サンダーボルト(1974) 作品情報

さんだーぼると

ここは西部のとある教会。黒い服をまとった宣教師が説教をたれている。そこに1台の車が止まり、降り立った男が突如、宣教師めがけて発砲した。脱兎の如く逃げる宣教師。実は宣教師とは真赤な偽りで、男の名はジョン・ドーアティ(クリント・イーストウッド)、別名サンダーボルト(雷)とも呼ばれる有名な銀行強盗だった。綽名の由来は、彼が銀行を襲撃するやり口が20ミリ機関砲で金庫に風穴を開けるという独特の手口を見せることからきていた。そしてそのサンダーボルトを追う男はレッド・レアリ(ジョージ・ケネディ)。レッドはかつてサンダーボルトと一緒に、モンタナ現金輸送会社から50万ドル強奪したが、事件の首謀者ビリー・ラムが突然心臓マヒで死んでしまい、そのためにレッドはサンダーボルトが50万ドルを持ち逃げしたと思い込んでいるのだ。だが、実は50万ドルはラムが子供の頃通った小学校の黒板の裏に隠してあった。サンダーボルトは、レッドの銃撃から危うく逃れ、逓送する最中にライトフット(ジェフ・ブリッジス)という威勢のよい若者と道連れになった。

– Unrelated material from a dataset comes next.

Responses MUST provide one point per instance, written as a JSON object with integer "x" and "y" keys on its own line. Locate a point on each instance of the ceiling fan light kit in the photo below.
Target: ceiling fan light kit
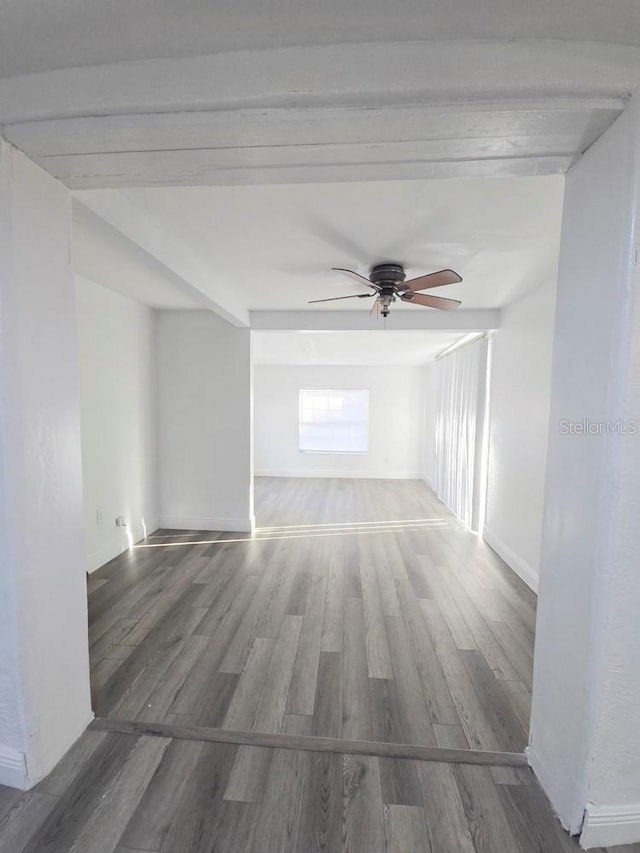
{"x": 388, "y": 282}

ライトフットは車の運転は抜群、女はすぐ調達といった具合で、軽い足の綽名どうりすばしっこい好漢だった。彼と組んだことから、サンダーボルトは50万ドルを取り戻す絶好のチャンスと盗んだ車で小学校に駈けつけた。だが意外なことに金が隠匿されている筈の昔の校舎に変わって、新しい校舎が建てられていた。運が悪いというか、そこに現われたのがレッドとグッディ(ジョフリー・ルイス)、銃を突きつけ分け前を要求するが、事情を聞かされ憤懣やる方なし。そしてライトフットの提案で、もう1度同じ手口でモンタナ現金輸送会社を襲うことになり、誰もいなくなる日曜日の夜、決行と決まった。警察直通の電話線を警戒し、金庫をぶち破り、大金強奪と同時に一目散に逃走だ。2度目のことだし万事がうまくいく筈だった。トランクからはみ出したグッディの衣服さえ料金係に見とがめられなかったら。パトカーのサイレンに泡をくって逃げだす強盗一味。グッディは警官の弾丸で瀕死の重体、レッドは気が狂ったのか、サンダーボルトとライトフットを滅茶苦茶に殴り倒し、車と金を奪って逃げようとしたが、結局は追いつめられ、デパートのウインドーに正面衝突してあえない最後を遂げた。一方、命からがら逃げだしたサンダーボルトとライトフットはとぼとぼハイウェイをヒッチハイク。そこで彼らに幸運の女神が奇蹟をもたらした。何と最初に奪った50万ドルが隠されている、取り壊された筈の古い校舎が、眼前に現われたのだ。モンタナ州の文化記念物として、州当局から移転され今や観光客のアトラクションになっているという。喜び勇んで50万ドルを手にする2人の姿は、いつしかハイウェイを颯爽と走るまっ白いキャデラックの上にあった。そのとき突然ライトフックの身体がくずれ落ちた。警察隊に包囲された際、気が狂ったレッドに殴られたのが今頃になってきいてきたのだ。サンダーボルトは慌ててキャデラックを停めたが、最早、彼にもどうすることもできなかった。あえない最後を遂げた今は亡きフットライトの夢をのせた白いキャデラックは、ひた走りにハイウェイを走り続けた。

「サンダーボルト(1974)」の解説

強奪した50万ドルをめぐって敵味方入り乱れて展開されるアクション映画。製作はロバート・デイリー、監督・脚本はマイケル・チミノ、撮影はフランク・スタンレー、音楽はディー・バートンが各々担当、出演はクリント・イーストウッド、ジェフ・ブリッジス、ジョージ・ケネディ、ジョフリー・ルイス、キャサリン・バック、ゲイリー・ブッシーなど。

公開日・キャスト、その他基本情報

公開日 1974年9月28日
配給 ユナイト映画
制作国 アメリカ(1974)
上映時間 115分
TV放映 2024年4月2日 テレビ東京 午後のロードショー

ユーザーレビュー

総合評価:4点★★★★、1件の投稿があります。

P.N.「オーウェン」さんからの投稿

評価
★★★★
投稿日
2024-01-22

このマイケル・チミノ監督、クリント・イーストウッド主演の「サンダーボルト」は、スリリングなアクション映画の傑作だ。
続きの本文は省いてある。